No obstante,    su  pesimismo   histórico que tejió alrededor   de los temas centrales de la cuestión petrolera,   al señalar de forma sistemática  de cómo   la Venezuela del siglo XX había  fracasado   históricamente  porque  no se había  sembrado el petróleo.    El mejor argumento contra  esa   falacia histórica,   es que la Venezuela del siglo XX, con sus luces y sombras,  fue el éxito histórico de mayor trascendencia  del proceso  venezolano desde que  llegaron las primeras oleadas humanas  hace 15.000 antes de cristo. El   Estado y el petróleo y una voluntad política  cimentaron las bases   de  la República,  del liberalismo, de la democracia, del urbanismo y de la industrialización, por un lado. Y, por el otro,   un papel estelar  extraordinario y gigantesco   en el escenario  geopolítico    de la civilización occidental.  Con sus alcances, limites, contradicciones y paradojas, grandeza y miseria, La Venezuela  del siglo XX,   lo mejor de nuestra historia. Ni Bolívar, ni la emancipación y la guerra federal,  nada comparable históricamente  con lo que significó Venezuela   en el siglo xx y en el mundo. Nada comparable.
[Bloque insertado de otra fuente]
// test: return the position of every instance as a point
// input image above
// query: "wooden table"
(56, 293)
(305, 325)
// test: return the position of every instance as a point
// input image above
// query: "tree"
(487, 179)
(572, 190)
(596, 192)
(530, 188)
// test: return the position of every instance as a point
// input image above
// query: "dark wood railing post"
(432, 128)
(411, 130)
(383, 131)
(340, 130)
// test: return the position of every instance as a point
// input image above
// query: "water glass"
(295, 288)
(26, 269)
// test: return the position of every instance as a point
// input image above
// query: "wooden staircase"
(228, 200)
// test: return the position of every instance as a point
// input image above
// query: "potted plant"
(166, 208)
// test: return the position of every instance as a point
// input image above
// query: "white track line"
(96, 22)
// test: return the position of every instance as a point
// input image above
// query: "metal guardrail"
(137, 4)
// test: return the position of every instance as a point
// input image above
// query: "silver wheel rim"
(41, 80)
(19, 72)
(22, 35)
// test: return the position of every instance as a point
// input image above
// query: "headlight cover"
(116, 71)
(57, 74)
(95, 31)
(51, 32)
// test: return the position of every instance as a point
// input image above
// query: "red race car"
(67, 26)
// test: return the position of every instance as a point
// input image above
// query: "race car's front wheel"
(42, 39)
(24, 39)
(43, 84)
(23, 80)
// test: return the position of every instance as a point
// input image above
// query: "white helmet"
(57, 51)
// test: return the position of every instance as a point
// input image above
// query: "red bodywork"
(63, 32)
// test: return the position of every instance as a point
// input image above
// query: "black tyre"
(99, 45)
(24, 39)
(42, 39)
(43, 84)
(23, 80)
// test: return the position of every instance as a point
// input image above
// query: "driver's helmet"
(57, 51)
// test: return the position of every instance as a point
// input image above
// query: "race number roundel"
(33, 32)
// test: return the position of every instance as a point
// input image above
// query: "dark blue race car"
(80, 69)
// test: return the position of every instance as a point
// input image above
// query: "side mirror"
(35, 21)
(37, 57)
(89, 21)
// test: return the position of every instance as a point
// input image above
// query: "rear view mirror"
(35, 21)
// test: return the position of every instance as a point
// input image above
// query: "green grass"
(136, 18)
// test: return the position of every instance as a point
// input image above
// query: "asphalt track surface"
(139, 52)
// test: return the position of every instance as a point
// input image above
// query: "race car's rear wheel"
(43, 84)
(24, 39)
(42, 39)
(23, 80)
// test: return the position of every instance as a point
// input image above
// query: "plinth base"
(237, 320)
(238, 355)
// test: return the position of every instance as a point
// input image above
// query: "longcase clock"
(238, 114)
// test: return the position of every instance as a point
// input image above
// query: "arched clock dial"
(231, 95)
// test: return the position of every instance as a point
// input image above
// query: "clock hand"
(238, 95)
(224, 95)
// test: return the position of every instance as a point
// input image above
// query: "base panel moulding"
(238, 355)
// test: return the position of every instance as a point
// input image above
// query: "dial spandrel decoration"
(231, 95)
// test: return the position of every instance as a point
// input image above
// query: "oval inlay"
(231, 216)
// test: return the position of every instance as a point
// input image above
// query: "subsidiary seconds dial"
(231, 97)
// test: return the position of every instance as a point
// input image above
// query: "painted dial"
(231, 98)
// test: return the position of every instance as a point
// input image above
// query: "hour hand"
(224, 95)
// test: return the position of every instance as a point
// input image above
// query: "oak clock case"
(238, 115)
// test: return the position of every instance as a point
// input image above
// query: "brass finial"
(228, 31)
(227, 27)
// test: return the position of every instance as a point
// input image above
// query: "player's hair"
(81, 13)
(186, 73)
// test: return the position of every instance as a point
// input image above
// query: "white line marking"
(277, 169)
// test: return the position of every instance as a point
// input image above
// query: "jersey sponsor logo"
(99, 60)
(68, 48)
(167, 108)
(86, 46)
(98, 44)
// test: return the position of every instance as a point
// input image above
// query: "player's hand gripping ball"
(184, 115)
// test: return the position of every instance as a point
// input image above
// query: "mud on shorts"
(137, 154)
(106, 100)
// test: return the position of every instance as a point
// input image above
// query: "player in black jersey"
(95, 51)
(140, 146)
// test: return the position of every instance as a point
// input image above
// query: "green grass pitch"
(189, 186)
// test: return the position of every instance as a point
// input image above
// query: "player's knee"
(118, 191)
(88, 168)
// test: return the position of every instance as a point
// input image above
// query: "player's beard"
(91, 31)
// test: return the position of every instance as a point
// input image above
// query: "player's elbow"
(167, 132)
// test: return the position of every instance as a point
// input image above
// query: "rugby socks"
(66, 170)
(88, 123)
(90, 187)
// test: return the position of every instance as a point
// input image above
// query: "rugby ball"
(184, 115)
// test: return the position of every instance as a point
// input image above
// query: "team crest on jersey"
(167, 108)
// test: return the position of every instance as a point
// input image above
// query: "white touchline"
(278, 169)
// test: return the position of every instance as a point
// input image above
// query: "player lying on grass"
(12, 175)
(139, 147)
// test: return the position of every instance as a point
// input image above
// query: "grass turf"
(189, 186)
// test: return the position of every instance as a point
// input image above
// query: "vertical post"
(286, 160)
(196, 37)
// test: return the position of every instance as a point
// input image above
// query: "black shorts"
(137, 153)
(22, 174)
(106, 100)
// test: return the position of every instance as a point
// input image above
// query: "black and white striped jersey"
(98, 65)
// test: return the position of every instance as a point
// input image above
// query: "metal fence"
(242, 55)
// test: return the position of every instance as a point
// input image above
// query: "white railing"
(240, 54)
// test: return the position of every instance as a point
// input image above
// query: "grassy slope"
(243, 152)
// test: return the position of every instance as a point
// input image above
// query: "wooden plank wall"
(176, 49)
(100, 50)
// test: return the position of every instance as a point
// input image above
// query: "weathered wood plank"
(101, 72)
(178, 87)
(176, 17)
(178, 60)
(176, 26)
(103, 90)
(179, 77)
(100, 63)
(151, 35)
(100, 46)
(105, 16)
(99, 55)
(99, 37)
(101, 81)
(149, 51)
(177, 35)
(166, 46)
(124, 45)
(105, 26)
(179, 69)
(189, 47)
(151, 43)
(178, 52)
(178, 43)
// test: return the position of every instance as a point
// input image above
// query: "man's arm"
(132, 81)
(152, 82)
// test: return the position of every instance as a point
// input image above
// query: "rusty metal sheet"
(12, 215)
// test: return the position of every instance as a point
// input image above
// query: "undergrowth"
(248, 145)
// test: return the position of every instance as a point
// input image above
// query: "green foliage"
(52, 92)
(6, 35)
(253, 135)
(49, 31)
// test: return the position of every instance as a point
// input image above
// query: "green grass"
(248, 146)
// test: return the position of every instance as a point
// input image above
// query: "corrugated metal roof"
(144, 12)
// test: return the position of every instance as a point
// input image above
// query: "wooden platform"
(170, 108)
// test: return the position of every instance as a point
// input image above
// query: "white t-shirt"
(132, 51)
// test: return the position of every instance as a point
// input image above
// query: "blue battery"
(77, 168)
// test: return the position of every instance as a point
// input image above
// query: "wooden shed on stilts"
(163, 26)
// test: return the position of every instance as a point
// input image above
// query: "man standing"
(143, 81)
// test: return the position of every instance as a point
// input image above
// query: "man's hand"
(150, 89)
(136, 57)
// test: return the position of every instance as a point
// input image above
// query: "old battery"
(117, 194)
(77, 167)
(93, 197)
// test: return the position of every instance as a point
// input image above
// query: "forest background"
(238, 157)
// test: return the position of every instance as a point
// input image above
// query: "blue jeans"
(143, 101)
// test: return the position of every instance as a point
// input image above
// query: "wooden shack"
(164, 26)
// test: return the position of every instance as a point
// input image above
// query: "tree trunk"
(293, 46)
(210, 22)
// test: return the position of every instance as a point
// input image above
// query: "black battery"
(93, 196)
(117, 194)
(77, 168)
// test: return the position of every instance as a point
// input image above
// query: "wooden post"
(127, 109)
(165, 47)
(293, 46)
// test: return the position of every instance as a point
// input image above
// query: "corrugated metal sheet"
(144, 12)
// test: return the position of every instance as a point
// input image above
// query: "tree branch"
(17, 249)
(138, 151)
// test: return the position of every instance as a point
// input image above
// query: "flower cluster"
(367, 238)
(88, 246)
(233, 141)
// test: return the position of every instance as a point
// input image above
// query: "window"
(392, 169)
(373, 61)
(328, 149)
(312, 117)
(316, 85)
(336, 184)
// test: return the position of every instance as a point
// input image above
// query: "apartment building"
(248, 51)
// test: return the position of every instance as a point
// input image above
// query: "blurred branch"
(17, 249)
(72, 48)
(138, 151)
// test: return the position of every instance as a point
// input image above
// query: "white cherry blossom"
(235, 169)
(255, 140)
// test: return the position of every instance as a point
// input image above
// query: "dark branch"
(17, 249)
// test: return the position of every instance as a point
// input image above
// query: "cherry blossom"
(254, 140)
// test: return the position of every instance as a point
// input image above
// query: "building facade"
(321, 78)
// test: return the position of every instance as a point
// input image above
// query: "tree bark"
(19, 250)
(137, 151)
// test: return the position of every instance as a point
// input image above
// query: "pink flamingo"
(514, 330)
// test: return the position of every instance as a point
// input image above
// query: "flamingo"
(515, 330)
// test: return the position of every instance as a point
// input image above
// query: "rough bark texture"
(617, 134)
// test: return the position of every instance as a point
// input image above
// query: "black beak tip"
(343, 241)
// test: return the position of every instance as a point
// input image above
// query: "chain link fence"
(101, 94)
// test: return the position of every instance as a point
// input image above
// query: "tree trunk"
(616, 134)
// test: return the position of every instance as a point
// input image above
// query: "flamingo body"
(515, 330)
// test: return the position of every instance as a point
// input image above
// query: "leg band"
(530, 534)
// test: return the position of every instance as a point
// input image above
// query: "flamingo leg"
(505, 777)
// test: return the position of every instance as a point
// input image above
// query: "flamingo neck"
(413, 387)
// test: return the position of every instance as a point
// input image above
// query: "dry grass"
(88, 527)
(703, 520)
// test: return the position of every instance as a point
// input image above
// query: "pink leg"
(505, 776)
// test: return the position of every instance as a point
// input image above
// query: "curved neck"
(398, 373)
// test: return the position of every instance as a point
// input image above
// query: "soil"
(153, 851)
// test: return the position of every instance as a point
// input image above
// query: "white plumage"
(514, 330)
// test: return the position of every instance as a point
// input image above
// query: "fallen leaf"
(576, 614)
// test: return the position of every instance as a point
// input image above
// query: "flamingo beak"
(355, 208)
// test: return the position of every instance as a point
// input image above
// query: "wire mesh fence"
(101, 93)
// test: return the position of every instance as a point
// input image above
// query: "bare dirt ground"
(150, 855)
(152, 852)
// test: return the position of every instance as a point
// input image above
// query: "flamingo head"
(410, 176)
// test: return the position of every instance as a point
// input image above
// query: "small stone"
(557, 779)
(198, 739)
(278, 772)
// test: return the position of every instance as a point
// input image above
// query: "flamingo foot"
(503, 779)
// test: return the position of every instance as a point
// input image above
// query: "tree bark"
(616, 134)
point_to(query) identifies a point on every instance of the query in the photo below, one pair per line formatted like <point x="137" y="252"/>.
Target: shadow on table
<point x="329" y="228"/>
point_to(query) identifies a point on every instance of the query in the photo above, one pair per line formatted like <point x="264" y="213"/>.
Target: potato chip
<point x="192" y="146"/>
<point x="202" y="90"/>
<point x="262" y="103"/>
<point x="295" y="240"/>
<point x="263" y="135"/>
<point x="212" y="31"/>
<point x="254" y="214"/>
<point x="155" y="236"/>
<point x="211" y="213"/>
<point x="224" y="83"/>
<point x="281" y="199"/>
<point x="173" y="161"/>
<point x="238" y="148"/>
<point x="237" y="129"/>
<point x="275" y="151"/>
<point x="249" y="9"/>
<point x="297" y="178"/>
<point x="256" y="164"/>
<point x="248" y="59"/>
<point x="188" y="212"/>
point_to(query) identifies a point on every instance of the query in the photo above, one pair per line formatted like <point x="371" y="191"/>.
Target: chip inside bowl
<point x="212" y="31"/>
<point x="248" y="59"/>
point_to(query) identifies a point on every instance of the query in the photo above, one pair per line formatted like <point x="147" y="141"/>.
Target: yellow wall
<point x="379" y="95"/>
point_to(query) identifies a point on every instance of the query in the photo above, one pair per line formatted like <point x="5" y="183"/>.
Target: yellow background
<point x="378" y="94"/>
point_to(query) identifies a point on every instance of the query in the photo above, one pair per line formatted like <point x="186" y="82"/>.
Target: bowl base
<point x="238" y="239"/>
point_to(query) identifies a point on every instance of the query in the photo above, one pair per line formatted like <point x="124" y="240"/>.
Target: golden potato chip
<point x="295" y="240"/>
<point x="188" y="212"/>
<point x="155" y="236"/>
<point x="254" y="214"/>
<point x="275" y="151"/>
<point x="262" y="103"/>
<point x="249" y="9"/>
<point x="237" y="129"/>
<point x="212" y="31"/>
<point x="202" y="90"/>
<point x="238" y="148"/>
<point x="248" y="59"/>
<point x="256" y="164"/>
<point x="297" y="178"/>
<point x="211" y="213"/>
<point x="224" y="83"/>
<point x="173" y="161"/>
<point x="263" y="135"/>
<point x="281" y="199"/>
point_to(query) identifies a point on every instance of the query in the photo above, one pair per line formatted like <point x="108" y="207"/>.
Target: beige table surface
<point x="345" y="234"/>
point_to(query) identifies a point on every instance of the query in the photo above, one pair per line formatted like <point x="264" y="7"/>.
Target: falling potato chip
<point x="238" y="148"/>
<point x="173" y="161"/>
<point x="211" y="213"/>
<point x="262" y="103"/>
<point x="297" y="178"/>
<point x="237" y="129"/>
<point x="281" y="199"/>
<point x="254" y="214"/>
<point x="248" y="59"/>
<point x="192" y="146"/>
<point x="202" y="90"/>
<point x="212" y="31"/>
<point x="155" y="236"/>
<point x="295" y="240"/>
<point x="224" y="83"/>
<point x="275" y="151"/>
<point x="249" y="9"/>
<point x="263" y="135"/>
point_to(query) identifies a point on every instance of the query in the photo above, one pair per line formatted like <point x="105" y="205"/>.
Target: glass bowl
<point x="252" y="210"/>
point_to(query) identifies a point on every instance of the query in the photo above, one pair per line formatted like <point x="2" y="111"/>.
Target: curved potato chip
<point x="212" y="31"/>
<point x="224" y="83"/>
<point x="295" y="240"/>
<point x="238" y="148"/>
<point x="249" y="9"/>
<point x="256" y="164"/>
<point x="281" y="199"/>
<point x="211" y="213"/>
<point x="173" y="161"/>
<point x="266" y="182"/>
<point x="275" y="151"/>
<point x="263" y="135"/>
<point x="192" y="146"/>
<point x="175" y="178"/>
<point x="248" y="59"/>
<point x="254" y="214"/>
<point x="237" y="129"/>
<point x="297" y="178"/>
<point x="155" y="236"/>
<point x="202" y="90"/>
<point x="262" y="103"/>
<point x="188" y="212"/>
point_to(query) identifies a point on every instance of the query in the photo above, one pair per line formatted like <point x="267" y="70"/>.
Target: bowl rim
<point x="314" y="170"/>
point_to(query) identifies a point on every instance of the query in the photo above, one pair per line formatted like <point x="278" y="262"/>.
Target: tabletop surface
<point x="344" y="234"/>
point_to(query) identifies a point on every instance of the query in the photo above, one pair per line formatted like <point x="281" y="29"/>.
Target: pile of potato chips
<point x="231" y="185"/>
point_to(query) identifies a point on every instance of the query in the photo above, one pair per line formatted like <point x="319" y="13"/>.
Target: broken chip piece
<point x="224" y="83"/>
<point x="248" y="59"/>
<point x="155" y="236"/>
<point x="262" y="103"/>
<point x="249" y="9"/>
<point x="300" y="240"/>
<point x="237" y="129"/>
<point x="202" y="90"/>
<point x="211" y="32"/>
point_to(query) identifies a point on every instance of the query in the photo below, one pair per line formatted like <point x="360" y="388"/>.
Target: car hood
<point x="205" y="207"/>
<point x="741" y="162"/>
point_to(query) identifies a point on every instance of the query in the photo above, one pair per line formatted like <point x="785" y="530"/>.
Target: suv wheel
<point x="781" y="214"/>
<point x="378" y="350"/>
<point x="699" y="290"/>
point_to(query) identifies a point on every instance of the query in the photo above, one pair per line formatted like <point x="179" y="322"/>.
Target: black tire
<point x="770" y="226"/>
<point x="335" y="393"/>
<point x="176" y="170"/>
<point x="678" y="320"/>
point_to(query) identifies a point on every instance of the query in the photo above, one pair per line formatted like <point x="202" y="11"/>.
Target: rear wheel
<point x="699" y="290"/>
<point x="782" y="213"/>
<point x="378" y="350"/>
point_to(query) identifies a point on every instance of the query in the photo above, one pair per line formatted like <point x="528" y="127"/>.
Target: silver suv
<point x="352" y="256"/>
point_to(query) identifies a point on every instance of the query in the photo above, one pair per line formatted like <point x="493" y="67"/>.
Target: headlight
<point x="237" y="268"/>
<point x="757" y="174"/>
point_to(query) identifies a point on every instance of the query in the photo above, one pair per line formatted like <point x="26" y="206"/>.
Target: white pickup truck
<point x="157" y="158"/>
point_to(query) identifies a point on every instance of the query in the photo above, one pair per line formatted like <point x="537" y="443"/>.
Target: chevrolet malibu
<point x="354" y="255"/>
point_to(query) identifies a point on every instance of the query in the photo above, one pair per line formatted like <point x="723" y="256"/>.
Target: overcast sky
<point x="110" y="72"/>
Al final   de su vida,  un paso tímido hacia una economía de mercado,  dejando atrás sus creencias  estatistas  e intervencionistas   como  palanca para   estimular su gran sueño histórico: la Venezuela  post-petrolera.   En  esa trayectoria intelectual, cambios significativos  sobre los temas petroleros, en la era global. Seguramente.   Se pudo erigir   como la figura  histórica en defensa del l liberalismo, del capitalismo de libre mercado, del federalismo, dejando  en el paso   sus rezagos     de la cultura del intervencionismo.  Quedó a medio camino. Todo  lo contrario  de dos intelectuales de gran prestigio en el  pensamiento liberal de América Latina: Carlos   Rangel y  Mario Vargas Llosa.